My travel partner and I talked last night while watching the setting sun spread its brilliant cloak over a small inlet in Croatia. The approaching night was already beautiful. We’d just shared a good meal and were full of warm cherry brandy, our limbs pleasantly exhausted from swimming most of the afternoon and lazing on the sun deck of the small boat that had been taking us on a leisurely tour of the Dalmatian islands. But this distance is nothing.
All day, thoughts of the Orlando massacre and police killings and the general inhumanity of humanity had been simmering inside me. My head pulsed with sadness. The conversation between my friend and I wandered from theories of why these things happen to what societal underpinnings and beliefs need to be dismantled to stop these hate and fear crimes from being issues to deal with in the year 2116 or 2216. We asked each other, “What can we do now?”
During the course of the conversation, my friend mentioned that these types of injustices can and have happened to any ethnic/religious minority in the United States. She gave the example of the Japanese being rounded up in internment camps after Pearl Harbor. I disagreed. Just like when 911 happened, the anger of many in the nation turned to Muslims; this anger killed people and destroyed the property of years’ long neighbors and members of the community. And I told my friend that the anger was directed at people who had, in the mind of certain Americans, dared to attack America. These acts of violence were in imagined retribution. Payment for a crime. Attacks in a war.

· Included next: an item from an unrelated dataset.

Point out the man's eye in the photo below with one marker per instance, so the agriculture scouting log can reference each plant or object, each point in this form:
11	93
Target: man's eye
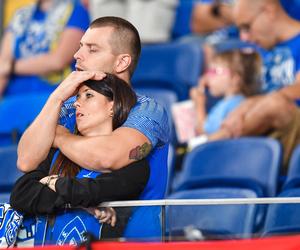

An African country has never attacked America. Factions within the Black American community have never risen up and struck out at the country. We were brought here under slavery and have never been perceived to attack the United States. So, no. Not every ethnicity is treated or has the capacity to be treated the way Black Americans are in the United States.
But maybe I was wrong. Maybe daring to survive the atrocities perpetuated against our languages, cultures, and our lives, daring to demand freedom, equal rights, the right to simply live were our attacks against what it means to be American (make America great again?). Maybe there has been a war all along and I have been too blind/naïve/sheltered to realize it.
I’m sitting with these thoughts still. Turning over in my head the events of the past few days, weeks, months, years, decades. But I’m beginning to melt from my deep freeze. Yes, there is still the question, “What can we do now?” But the answer is and should always be, “Something.”